Born in Lahore in 1952, the Oxford-educated cricketer has also undergone what appears to be significant a personal transformation. While he used to party with Mick Jagger, today he defends Pakistan’s strict blasphemy laws and criticises “Westoxified” Pakistani liberals.

In 2017, the provincial government his party has run for the past five years in the northern province of Khyber Pakhtunkhwa granted $3m to the Haqqania madrassa, a fount of Taliban fighters, drawing sighs of “Taliban Khan” from the coffee shops frequented by Islamabad’s liberals. Others note the arc of his marriages: first came Jemima Khan, a glamorous British heiress. Earlier this year Khan secretly wed his spiritual adviser, Bushra Maneka.

Still, the spectre of an electorally poisonous playboy past was revived with the publication this month of a kiss-and-tell memoir by his second wife, Reham Khan, a former news anchor, PDF copies of which were shared far and wide on Pakistani WhatsApp. She alleges he used “six grams” of cocaine a night, has several love-children and sexts women in his party. “She is just a porn star,” says supporter Zulfikar Ali Khan, repeating the argument of PTI insiders that the book’s publication was co-ordinated with the PML-N.

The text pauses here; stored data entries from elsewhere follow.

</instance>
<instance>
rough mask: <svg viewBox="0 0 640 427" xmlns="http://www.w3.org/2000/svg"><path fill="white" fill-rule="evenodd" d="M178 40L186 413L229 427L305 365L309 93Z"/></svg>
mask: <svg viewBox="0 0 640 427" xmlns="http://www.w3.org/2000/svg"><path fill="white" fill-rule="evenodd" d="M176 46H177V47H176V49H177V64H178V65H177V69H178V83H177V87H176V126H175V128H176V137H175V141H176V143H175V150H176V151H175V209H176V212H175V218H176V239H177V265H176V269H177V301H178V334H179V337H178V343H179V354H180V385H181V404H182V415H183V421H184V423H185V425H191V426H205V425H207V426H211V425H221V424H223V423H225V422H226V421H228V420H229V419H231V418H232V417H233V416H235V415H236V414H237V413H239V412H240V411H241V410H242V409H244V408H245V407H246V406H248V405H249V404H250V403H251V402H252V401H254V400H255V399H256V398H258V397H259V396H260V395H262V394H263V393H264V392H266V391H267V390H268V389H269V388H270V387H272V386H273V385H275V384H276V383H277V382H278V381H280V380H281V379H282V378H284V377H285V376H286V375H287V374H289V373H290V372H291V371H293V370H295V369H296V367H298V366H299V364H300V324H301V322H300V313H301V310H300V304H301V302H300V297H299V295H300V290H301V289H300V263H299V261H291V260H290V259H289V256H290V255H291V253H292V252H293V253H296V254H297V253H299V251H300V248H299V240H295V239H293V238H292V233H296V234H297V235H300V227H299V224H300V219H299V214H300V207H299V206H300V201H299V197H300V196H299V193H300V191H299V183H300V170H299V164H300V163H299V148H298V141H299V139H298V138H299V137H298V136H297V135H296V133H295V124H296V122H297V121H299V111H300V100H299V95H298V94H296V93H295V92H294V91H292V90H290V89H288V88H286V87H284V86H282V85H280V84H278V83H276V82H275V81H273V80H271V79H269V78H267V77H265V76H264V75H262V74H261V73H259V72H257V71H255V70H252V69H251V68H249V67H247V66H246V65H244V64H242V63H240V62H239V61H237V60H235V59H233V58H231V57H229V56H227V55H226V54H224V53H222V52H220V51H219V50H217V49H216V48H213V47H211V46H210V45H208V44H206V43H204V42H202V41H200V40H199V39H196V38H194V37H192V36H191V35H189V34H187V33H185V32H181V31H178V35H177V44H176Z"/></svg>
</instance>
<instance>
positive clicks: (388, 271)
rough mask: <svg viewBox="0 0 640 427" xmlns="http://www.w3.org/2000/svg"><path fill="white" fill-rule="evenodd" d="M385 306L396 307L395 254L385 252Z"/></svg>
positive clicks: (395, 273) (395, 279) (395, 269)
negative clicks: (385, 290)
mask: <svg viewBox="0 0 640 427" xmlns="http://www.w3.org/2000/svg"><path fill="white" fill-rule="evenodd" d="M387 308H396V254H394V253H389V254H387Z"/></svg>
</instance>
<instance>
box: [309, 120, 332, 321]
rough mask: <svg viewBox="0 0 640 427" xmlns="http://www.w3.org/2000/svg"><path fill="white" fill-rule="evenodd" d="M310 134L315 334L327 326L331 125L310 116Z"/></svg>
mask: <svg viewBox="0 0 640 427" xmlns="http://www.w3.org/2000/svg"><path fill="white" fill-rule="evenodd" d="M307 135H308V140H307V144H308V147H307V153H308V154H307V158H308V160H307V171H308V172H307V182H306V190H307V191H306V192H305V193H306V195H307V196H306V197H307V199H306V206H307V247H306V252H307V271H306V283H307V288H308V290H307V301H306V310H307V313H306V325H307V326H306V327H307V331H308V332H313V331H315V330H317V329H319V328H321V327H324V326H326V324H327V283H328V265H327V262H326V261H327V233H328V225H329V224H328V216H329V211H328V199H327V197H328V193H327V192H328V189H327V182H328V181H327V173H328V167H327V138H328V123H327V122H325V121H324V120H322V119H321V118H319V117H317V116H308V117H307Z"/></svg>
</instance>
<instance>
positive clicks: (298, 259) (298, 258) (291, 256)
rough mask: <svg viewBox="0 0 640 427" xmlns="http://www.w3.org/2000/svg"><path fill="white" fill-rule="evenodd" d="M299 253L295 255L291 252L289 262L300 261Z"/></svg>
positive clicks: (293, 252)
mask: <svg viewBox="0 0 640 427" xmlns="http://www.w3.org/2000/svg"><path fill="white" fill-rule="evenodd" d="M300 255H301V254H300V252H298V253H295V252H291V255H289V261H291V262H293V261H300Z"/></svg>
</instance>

If the book was a ploy, it seems unlikely to pay off. According to Credit Suisse, the PTI stands a 75% chance of forming a coalition government under Khan. Some supporters even celebrate the army’s alleged tilting of the field as proof that the institution is doing its job. “If they are involved, they are in favour of Pakistan,” says Umair Iqbal, 25. “Even if you put down a vote for PML-N,” adds Shehzar, 19, “it will go to PTI. The PML-N has no chance of forming a government as it has no supporting hands.” In reference to the army, he said: “They know how to bowl you out.”

That appears a blessing to Khan for now. But with a looming economic crisis, political instability and an assertive military establishment to handle, Pakistan’s probable next “Captain” will have to zealously guard his own stumps.